Из-за двери глухо доносился голос Ивана:

-- Люди ведь там! Они вам жизнь спасли!..

-- Посеянное -- взойдет, -- улыбнулся Белый в ответ на еле различимую в полумраке улыбку старика.

-- Дай-то Бог! А эти, заблудшие... еще сойдутся пути их и дороженьки, еще скрестятся, словно клинки. Слишком много проклятий на них пало, моя слеза -- только капля...-- произнес черноризец.
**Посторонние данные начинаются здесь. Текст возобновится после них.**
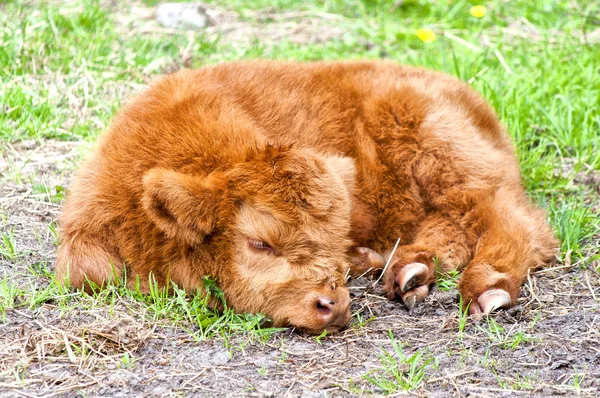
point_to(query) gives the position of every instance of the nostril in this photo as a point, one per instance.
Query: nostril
(324, 306)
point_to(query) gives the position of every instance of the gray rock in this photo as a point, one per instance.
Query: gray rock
(182, 15)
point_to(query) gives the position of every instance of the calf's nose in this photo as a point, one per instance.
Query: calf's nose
(334, 312)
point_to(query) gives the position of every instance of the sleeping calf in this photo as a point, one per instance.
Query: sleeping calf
(277, 179)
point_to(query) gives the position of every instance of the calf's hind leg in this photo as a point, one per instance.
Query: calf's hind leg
(82, 259)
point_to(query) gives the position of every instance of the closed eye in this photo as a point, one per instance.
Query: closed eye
(260, 245)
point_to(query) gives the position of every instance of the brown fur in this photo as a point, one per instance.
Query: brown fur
(314, 159)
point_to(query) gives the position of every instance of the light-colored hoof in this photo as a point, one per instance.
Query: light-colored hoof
(493, 299)
(374, 259)
(414, 296)
(410, 275)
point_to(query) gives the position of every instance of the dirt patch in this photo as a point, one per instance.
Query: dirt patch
(546, 345)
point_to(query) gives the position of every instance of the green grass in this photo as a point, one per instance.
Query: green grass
(174, 308)
(399, 371)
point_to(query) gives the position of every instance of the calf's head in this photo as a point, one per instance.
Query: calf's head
(277, 226)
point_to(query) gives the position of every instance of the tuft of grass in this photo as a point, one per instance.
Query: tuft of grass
(8, 245)
(400, 372)
(574, 222)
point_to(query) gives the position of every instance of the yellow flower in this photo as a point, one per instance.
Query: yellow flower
(426, 35)
(478, 11)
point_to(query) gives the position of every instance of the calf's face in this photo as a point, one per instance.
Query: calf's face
(278, 225)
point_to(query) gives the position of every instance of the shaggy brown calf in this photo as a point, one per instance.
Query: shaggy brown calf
(275, 178)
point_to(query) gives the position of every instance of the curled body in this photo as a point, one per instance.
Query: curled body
(279, 178)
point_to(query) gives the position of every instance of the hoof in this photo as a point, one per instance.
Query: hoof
(411, 275)
(489, 301)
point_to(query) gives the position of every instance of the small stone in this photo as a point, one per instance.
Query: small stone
(182, 16)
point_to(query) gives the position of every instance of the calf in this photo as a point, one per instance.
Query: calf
(277, 178)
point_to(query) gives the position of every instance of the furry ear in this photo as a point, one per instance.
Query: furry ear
(183, 206)
(344, 167)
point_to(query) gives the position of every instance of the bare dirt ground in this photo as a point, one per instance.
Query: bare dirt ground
(548, 345)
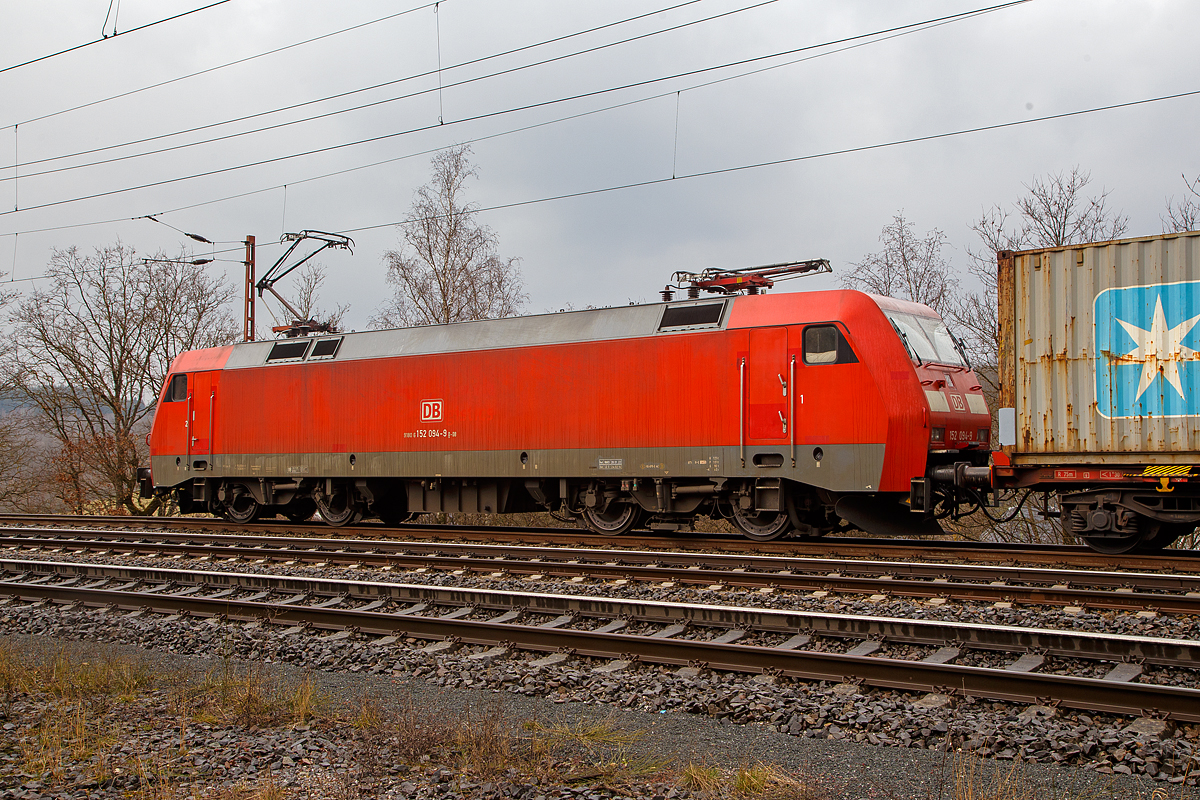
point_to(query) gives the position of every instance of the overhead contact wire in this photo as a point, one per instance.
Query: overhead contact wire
(105, 38)
(478, 116)
(517, 130)
(778, 162)
(381, 85)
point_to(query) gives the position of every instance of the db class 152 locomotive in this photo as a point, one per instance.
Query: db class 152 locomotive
(789, 414)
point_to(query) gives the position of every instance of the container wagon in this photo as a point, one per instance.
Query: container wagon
(1099, 385)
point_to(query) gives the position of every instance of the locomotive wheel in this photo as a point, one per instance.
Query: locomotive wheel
(339, 509)
(243, 509)
(1113, 545)
(761, 525)
(613, 521)
(300, 510)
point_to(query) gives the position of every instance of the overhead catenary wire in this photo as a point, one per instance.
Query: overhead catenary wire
(492, 136)
(504, 112)
(724, 170)
(379, 85)
(778, 162)
(105, 38)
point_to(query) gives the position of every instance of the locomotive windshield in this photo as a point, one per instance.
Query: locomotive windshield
(927, 338)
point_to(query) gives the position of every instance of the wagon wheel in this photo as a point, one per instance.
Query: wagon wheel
(300, 510)
(1165, 535)
(243, 509)
(1072, 517)
(339, 509)
(761, 525)
(615, 519)
(1113, 545)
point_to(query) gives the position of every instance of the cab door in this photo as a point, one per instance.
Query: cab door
(768, 376)
(199, 419)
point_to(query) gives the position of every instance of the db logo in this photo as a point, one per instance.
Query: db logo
(431, 410)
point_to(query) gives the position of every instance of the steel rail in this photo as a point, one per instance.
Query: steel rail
(1006, 638)
(1113, 590)
(1090, 693)
(965, 551)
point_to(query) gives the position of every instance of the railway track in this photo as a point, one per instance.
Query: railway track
(627, 631)
(829, 547)
(1139, 591)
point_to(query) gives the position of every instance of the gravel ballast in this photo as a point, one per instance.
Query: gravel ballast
(829, 732)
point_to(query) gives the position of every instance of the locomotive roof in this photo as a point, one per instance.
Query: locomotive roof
(563, 328)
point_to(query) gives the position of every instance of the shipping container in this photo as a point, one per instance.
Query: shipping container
(1099, 370)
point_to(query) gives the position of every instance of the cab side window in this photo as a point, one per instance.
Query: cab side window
(826, 344)
(178, 389)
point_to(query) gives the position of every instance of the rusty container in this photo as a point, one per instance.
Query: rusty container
(1099, 353)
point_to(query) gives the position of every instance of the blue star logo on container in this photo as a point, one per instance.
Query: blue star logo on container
(1147, 350)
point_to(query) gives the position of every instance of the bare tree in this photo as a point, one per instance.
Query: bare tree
(1054, 212)
(448, 269)
(306, 296)
(909, 266)
(93, 350)
(1185, 215)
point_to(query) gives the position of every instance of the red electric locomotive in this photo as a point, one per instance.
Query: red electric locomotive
(786, 413)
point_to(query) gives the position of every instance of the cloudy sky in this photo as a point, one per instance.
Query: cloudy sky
(796, 80)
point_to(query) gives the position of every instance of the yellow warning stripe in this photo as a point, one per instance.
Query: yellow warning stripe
(1167, 471)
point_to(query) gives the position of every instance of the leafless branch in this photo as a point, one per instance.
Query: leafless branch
(93, 350)
(909, 268)
(1183, 215)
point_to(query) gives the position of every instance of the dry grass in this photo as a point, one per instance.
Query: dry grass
(106, 675)
(755, 781)
(244, 696)
(978, 779)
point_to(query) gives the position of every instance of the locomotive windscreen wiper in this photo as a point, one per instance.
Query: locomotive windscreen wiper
(907, 346)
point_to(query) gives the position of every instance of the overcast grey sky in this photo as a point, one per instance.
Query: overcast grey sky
(1037, 59)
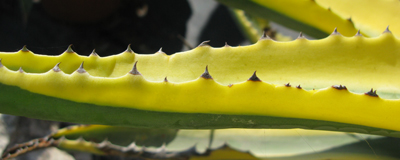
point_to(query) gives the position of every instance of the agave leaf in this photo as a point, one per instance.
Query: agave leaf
(118, 135)
(108, 91)
(318, 17)
(369, 16)
(236, 144)
(301, 15)
(288, 144)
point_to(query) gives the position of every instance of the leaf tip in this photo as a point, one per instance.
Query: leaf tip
(254, 77)
(134, 70)
(387, 30)
(358, 33)
(206, 74)
(81, 69)
(372, 93)
(24, 49)
(129, 49)
(339, 87)
(69, 49)
(204, 43)
(335, 32)
(20, 70)
(56, 68)
(94, 54)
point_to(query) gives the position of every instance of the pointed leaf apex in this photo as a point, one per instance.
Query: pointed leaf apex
(129, 49)
(301, 36)
(226, 44)
(387, 30)
(80, 139)
(372, 93)
(254, 78)
(104, 143)
(62, 138)
(204, 43)
(265, 36)
(69, 49)
(160, 51)
(81, 69)
(94, 53)
(335, 32)
(24, 49)
(56, 68)
(134, 70)
(20, 70)
(358, 33)
(206, 74)
(339, 87)
(350, 20)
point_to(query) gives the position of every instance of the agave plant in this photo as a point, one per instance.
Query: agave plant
(344, 82)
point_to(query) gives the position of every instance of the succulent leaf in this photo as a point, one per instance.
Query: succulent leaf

Он взял с полки какую-то книгу, поднес ее к безжизненному светильнику, раскрыл наугад.

Не плыви, корабль, когда плывет он с тобою,

Хотя бы и дул попутный ветер!

Не скачи, конь, когда скачешь под ним,

Хотя бы бежал от врагов!

Не руби, меч, когда обнажит тебя он,

Сколько б ни свистало над его головой!..[4]

-- Так и будет,-- сказал он горько, обращаясь к Белому.-- А вот что с нами сделается, мне неведомо...

Неведомо было священнику, сколь сметлив и приметлив наводчик артиллерийский! Еще вчера, шныряя вокруг монастыря, углядел он забитое изнутри малое оконце почти вровень с землей, а нынче, пока тайком шарился по ходам и переходам, смекнул, что это-- окошко того самого подвала, где со времен Наполеонова нашествия скрыто оружие. Главное угадать было, а из простодушного командира Дубова Еремей давно уж веревки вил.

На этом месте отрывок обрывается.